In the early stages of revision, I look at my storyboard and think carefully about what purpose each chapter serves and how it both deepens the story and moves it forward. If I can’t name it in a very clear way, it often gets chopped. In later stages, when I’m fine-tuning, I look at each paragraph within a chapter and ask myself what I’m trying to achieve and how it helps inform or move that particular chapter forward. If it doesn’t serve a clear purpose, I cut it.
What strategies do you use when you’re revising to make characters feel
real & believable?
For me, this often comes in the first draft, when the characters tug at me strongest. In the revision process, I know them well enough to hone the personality traits I learned in the first, and I look carefully to make sure they’re consistent. But to be honest, characters nearly always come to me fully formed, and I don’t give a lot of thought to how I can make them more real, because in my head, they already are, and I just hope they feel the same to readers.

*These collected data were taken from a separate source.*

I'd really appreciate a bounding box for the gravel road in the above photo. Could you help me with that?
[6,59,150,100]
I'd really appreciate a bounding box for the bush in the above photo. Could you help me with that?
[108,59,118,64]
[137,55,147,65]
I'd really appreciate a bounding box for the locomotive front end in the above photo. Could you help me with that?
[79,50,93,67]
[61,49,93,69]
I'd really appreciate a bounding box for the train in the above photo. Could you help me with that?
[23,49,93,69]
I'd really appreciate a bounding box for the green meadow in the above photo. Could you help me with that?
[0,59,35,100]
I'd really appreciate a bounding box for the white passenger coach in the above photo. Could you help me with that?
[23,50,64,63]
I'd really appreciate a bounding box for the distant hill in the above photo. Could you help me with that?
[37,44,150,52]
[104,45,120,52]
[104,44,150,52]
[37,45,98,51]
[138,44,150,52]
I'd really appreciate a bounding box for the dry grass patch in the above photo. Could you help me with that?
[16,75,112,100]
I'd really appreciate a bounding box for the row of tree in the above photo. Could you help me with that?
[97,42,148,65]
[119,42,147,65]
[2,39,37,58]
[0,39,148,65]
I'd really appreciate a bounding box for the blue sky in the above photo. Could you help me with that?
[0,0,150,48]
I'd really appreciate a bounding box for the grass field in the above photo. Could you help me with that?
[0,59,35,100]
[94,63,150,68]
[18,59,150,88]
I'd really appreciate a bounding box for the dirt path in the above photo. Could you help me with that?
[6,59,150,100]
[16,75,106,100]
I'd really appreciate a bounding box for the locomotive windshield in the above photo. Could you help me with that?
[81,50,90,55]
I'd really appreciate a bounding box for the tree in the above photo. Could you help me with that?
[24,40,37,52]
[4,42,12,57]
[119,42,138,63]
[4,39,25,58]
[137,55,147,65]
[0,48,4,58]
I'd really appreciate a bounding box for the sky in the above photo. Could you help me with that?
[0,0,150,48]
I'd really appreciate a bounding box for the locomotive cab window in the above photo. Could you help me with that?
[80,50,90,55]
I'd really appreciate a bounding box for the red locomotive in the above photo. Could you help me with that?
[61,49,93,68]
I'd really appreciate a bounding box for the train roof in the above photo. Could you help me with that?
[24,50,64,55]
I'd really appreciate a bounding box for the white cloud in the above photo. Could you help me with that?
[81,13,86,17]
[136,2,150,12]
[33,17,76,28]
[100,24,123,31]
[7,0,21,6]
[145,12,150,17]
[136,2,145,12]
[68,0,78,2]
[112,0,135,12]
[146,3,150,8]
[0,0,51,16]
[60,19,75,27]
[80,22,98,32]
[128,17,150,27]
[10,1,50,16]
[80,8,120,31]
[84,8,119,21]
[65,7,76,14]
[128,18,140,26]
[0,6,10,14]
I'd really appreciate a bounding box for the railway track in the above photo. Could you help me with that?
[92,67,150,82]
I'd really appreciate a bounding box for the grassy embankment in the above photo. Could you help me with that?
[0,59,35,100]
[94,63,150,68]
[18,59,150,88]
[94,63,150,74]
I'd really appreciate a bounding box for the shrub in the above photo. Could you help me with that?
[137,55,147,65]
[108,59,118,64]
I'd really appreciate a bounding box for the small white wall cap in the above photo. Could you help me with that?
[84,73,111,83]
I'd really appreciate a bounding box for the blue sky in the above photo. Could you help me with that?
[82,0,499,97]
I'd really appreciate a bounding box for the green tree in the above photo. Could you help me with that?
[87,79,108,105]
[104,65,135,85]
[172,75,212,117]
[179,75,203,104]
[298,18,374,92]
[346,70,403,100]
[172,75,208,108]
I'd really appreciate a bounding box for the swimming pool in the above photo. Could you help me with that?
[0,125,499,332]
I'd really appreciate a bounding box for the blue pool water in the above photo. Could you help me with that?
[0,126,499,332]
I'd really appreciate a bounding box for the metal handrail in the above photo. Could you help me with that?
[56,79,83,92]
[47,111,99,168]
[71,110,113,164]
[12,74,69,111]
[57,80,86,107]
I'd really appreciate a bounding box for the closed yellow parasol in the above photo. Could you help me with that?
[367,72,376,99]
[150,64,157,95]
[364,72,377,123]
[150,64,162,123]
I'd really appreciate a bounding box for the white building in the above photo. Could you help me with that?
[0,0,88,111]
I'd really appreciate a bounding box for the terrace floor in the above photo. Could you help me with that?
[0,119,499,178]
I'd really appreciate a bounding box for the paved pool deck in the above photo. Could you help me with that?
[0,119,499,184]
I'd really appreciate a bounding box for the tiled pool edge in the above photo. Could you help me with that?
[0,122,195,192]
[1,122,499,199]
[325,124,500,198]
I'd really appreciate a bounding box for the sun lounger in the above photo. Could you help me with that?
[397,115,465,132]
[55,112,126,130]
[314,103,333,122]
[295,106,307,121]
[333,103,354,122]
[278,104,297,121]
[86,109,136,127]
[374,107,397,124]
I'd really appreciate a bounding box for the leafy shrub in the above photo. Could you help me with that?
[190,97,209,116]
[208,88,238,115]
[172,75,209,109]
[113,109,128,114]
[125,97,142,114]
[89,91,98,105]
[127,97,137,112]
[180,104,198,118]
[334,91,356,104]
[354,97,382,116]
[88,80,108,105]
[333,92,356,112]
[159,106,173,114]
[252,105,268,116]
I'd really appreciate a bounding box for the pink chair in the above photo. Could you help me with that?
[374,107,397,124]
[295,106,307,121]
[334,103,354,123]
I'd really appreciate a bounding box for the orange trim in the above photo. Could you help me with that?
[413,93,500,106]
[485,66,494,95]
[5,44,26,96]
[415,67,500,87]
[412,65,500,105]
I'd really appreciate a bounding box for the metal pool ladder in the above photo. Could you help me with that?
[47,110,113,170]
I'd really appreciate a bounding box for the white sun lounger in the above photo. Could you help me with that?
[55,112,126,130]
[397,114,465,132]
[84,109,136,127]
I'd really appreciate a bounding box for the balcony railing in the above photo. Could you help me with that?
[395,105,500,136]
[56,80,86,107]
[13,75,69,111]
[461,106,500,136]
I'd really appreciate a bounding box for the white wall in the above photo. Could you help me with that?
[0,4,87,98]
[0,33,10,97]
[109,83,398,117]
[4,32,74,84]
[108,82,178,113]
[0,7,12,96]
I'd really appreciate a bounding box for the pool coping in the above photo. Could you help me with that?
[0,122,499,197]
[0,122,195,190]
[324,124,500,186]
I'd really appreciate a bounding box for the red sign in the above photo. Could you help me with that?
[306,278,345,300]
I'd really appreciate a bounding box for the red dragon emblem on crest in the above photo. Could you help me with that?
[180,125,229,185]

What was the biggest revision job for this particular book? (timeline
changes, new chapters, rearranging scenes, etc?)
The thing I struggled with most was how Bean and her mom could live with Gus but have such opposing feelings for him. How could Bean adore Gus while her mom clearly resented him so much? Wouldn’t one see at least a little of what the other saw? That was a real challenge, especially since at the opening of the book, he’s already dead, which meant that any scenes with Gus had to be flashbacks, which are so hard to do successfully.
Did this book keep its original title, or did it change along the way?

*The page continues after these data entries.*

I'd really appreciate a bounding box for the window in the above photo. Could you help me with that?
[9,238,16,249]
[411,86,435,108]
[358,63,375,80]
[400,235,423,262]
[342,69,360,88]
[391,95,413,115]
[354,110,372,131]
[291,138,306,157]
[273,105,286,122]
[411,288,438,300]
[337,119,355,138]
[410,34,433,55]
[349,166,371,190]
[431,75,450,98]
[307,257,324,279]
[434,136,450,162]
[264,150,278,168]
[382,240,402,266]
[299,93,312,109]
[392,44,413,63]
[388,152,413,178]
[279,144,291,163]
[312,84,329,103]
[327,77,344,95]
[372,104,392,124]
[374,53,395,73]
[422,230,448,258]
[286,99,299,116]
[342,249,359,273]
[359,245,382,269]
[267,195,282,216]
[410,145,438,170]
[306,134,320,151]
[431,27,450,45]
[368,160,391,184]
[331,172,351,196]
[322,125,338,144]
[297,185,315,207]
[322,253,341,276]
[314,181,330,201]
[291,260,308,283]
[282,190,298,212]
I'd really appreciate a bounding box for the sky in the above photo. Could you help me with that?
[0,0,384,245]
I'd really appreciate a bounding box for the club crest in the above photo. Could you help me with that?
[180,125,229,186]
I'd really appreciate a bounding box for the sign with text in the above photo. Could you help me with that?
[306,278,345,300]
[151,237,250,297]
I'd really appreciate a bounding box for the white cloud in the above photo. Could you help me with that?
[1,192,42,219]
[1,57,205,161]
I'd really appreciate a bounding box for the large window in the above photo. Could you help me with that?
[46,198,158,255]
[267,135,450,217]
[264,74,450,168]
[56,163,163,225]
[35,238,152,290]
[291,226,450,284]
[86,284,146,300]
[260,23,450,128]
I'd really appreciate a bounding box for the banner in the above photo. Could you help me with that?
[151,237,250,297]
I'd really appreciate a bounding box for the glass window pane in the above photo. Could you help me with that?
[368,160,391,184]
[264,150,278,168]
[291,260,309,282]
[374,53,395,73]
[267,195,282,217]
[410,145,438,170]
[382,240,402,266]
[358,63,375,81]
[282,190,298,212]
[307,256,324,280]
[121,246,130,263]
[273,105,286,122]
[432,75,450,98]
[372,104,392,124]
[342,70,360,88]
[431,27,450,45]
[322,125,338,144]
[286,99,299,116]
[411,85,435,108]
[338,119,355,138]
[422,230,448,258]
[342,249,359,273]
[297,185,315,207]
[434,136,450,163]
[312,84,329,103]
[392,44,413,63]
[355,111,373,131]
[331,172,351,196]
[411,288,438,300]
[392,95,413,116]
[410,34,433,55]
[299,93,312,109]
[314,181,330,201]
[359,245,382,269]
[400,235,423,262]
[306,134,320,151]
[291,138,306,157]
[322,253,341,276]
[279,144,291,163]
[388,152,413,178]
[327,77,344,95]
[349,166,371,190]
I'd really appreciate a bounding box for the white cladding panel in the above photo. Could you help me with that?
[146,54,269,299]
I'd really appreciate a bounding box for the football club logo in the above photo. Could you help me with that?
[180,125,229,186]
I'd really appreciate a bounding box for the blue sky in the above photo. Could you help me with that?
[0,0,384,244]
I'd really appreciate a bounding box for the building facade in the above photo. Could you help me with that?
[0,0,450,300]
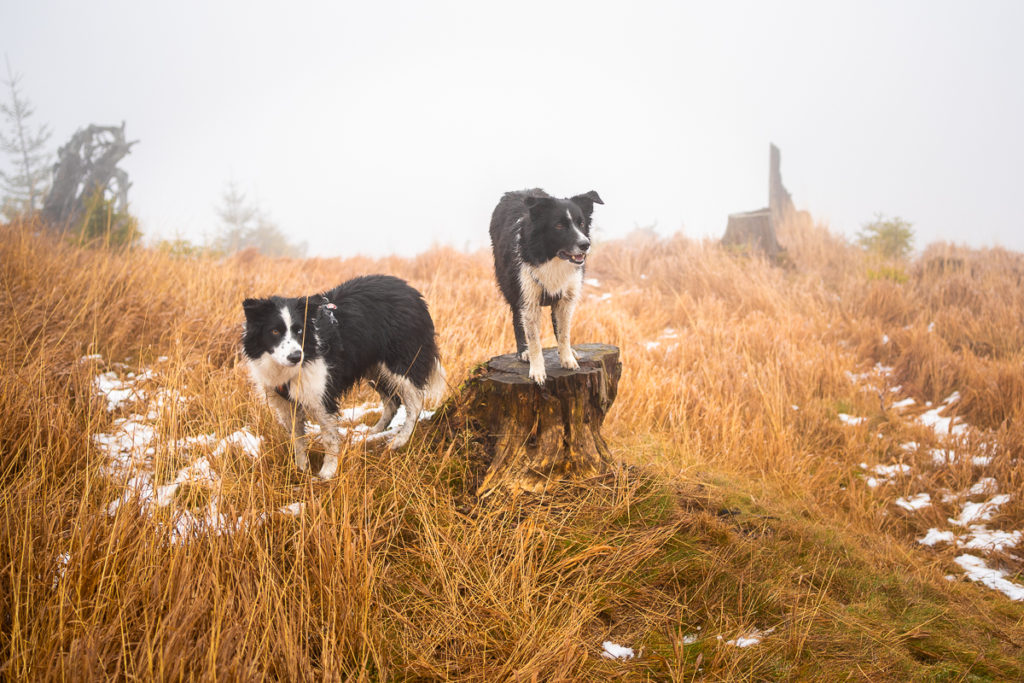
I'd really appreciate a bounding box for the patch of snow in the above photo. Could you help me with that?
[279,502,304,516]
[644,341,661,351]
[601,641,634,660]
[881,334,890,344]
[79,354,104,363]
[54,552,70,587]
[838,413,866,426]
[918,528,955,547]
[955,554,1024,601]
[93,372,146,411]
[969,478,999,496]
[337,402,380,424]
[973,455,993,467]
[681,634,698,645]
[892,397,916,411]
[873,463,911,477]
[949,494,1011,527]
[895,493,931,511]
[584,278,601,287]
[723,627,773,648]
[931,448,957,466]
[962,527,1022,553]
[918,404,968,438]
[212,429,262,459]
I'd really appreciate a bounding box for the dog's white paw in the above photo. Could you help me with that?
[518,350,530,362]
[317,456,338,479]
[529,364,547,385]
[559,346,580,370]
[294,449,309,472]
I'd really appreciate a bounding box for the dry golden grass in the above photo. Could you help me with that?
[3,216,1024,680]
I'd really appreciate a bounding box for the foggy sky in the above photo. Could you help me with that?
[3,0,1023,257]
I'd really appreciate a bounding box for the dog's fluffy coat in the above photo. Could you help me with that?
[242,274,445,478]
[489,188,603,384]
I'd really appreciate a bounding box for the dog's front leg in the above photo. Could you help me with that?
[519,300,546,384]
[266,390,309,472]
[552,292,580,370]
[305,404,342,479]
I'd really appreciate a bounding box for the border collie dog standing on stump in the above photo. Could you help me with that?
[489,188,604,385]
[242,275,446,479]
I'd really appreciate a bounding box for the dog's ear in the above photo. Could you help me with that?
[570,191,604,217]
[523,195,555,220]
[242,298,271,322]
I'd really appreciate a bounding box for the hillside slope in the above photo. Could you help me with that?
[2,219,1024,680]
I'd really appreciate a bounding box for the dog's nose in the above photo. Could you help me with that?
[287,350,302,364]
[577,237,591,252]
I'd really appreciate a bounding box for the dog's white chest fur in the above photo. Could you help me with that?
[247,355,329,409]
[520,259,582,299]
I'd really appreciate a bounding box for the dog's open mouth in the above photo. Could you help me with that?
[558,250,587,265]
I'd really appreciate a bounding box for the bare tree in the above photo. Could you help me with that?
[0,57,52,220]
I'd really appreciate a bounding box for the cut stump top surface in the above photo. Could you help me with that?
[484,343,620,386]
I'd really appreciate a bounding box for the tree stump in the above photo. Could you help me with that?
[453,343,621,498]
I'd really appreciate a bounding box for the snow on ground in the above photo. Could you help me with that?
[643,327,680,352]
[86,356,304,545]
[844,357,1023,600]
[895,493,931,511]
[719,627,775,648]
[955,555,1024,601]
[601,641,634,659]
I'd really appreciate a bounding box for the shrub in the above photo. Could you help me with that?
[856,215,914,261]
[76,187,140,247]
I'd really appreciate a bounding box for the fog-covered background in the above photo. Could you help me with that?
[3,0,1022,256]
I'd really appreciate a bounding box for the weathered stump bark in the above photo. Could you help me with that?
[453,343,620,497]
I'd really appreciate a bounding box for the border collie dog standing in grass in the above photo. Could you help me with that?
[489,188,604,384]
[242,275,446,478]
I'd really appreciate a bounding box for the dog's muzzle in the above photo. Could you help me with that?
[557,249,588,265]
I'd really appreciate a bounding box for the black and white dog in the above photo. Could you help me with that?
[489,188,603,384]
[241,275,446,478]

Where did the title come from?
For a long time, it didn’t have a title, so I just used the character’s name. I guess that stuck. 🙂
Anything else you’d like to say about revising this book?
I think when revising ANY book, you have to be willing to make hard changes. In writing, you have to know the difference between gut feelings and stubbornness. There are two things you need to be willing to do: Go to the hard places to find the real truth, and be able to let go of whatever doesn’t lead you there.
Thanks for sharing your revision stories, Jo!
And for everyone else…I really loved PEARL. You won’t want to miss it.
Hi Kate & Jo 🙂
Thank you very much for the wonderful interview. Thank you Jo for the excellent advice.
All the best,
RKCharron
So glad it was helpful – thanks!
And the to read list grows! Loved, loved Lessons from a Dead Girl and Jumping Off Swings. Thanks for the great advice on revising…esp…be willing to make the hard changes. I struggle with that some.